Guilherme Arana desce de seu carro importado, observa o movimento do outro lado da rua e, enquanto arruma o boné (de sua própria marca), provoca Ramom, um amigo são-paulino que se aproxima.
– E aí, Gordão! Escaparam, né? – diz o jogador, fazendo referência ao risco de rebaixamento do clube do Morumbi.
O lateral-esquerdo, que a partir do ano que vem defenderá o Sevilla, da Espanha, estava à vontade naquela noite de segunda-feira, dia seguinte à festa do título brasileiro. Era dia de jogo no Corinthians... do Aricanduva. A acanhada quadra localizada na Zona Leste de São Paulo receberia dali a algumas horas uma decisão de futsal. O União Formosa, time da Vila Formosa que tem Arana como torcedor, enfrentaria o Zero Grau, do Jardim São Pedro, valendo vaga na final de um campeonato amador.
Antes de ir ao jogo, porém, Arana fez uma parada estratégica. Acompanhado do amigo Buh, aquele palmeirense provocado em rede nacional pelo lateral, ele foi ao Bar do Japonês, que serve como sede da torcida Fúria Jovem do União Formosa. Trata-se de um boteco simples, do tipo que tem mesa de plástico, cerveja "litrão" barata e que no almoço cobra R$ 12 pelo prato feito.
Lá, enquanto o jogador se divertia ao encontrar velhos conhecidos, uma caixa de som tocava em alto volume um clássico do grupo de rap Racionais Mc's.
Arana conhece – e gosta – daquele mundo. Criado em Sapopemba, também na Zona Leste, ele se mudou para a Vila Formosa há cerca de três anos, quando deixou a equipe de juniores e passou a ganhar dinheiro e fama. Apesar de viver na parte nobre do bairro, o lateral tem presença frequente na "quebrada" e nas partidas do União.
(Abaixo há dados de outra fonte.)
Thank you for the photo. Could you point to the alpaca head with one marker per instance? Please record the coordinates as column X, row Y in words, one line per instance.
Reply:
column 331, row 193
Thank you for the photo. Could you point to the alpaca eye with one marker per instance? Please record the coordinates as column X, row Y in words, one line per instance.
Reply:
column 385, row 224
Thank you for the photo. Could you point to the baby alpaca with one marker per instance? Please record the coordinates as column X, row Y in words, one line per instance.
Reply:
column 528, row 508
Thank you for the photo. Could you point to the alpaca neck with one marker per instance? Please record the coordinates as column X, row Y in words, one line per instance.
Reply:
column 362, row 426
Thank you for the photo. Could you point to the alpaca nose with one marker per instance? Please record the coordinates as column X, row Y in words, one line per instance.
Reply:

– Ele vem a todos os jogos, está sempre aí – conta o goleiro China.
Se havia alguma dúvida da autenticidade da relação de Arana com o time, ela foi desfeita na chegada do lateral à arquibancada. No meio da bateria da Fúria Jovem, ele pulou, sofreu, acendeu sinalizador e mostrou conhecer o repertório de músicas da torcida, que tem de provocações a equipes de bairros vizinhos, como o Carrão, a gritos de "ladrão devolve o futebol pro povão".
– Para a gente que joga, até para vocês (jornalistas), que estão lá trabalhando, não fica mais bonito quando acende um pisca, sobe uma bandeira e tem as duas torcidas lá? Aí você faz um gol, quer zoar a outra torcida e não tem. Está muito chato o futebol. O problema não é dentro do estádio, é fora – disse o lateral, contrário ao que chama de futebol moderno.
Para o União Formosa, o show da torcida é quase tão importante quanto o resultado em quadra. Prova disso é que a partida daquela noite atrasou em quase meia hora por conta da fumaça provocada pelos sinalizadores, mas ninguém reclamou.
Apesar da festa, Arana se despediu de sua equipe de uma forma indesejada. O time da Vila Formosa foi goleado por 7 a 1 naquela noite e acabou eliminado.